January 2010


Sarah had a couple of days off for Lee-Jackson Day and Martin Luther King Day, and we needed to get away.  We both read The Big Sleep, stayed in a fabulous old downtown hotel for way cheap, and relied entirely on public transport, except for the bikes we rented in Santa Monica.  What a great town LA is, in its sprawling California way.  We went to Hollywood, Santa Monica, Venice, Griffith Park, MOCA, La Brea tar pits, the market—the whole tourist experience.  Public transport was cheap, plentiful and efficient.  We found Californians incredibly friendly and helpful.  We had one spectacular crazy on a busride home.  Truly eloquent.  In Venice we resisted the Kush Doctors being advertised but rode with a herd of pub crawling med students who emanated a manic contact high of their own.  I’m contemplating putting them on the same bus with the crazy in some fictional busride.  The weather was luxuriously warm and exquisite until the very end when we were rained on a little, but we found great shelter in Birds on Franklin Avenue, a terrific place.  The bookstore down the way had a 1st edition hardback of Circuit of Heaven I signed for them.  Don’t have too many of those myself, but the price was too high for me.  Some pictures:  Me with a Short-faced bear at La Brea, the Griffith Observatory and LA from Griffith Park, and the Santa Monica Pier.

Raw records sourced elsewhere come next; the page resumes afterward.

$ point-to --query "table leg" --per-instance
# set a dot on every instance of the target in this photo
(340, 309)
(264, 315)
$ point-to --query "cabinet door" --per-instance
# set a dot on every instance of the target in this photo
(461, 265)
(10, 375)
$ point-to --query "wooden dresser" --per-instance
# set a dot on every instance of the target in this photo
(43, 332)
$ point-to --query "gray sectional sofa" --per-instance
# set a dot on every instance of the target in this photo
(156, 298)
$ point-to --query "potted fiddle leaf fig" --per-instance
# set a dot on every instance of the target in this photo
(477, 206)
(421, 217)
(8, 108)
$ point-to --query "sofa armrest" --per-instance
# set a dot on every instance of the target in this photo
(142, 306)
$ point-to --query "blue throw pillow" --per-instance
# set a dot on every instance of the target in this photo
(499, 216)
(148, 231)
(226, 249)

I don’t need to include a picture with this.  You already know what the blue people look like.  They eat at McDonald’s.  They’re noble savages.  We earthlings are assholes.  No surprises here.  I was prepped for this movie by friend Len Krueger who suggested I think Dances with Wolves, maybe even Pocahontas.  The bar was way low in other words.  I went by myself, probably the best way to see this movie so that whatever you like won’t be too embarrassing right after.  It doesn’t have a brain in its predictable head, but it totally sucked me into its 3D world, so that by the end I loved those 9 foot blue people.  I was never bored.  Whether this is art or mind control I don’t know, but I enjoyed the ride.  Get in touch with your inner earth goddess and surrender to the software.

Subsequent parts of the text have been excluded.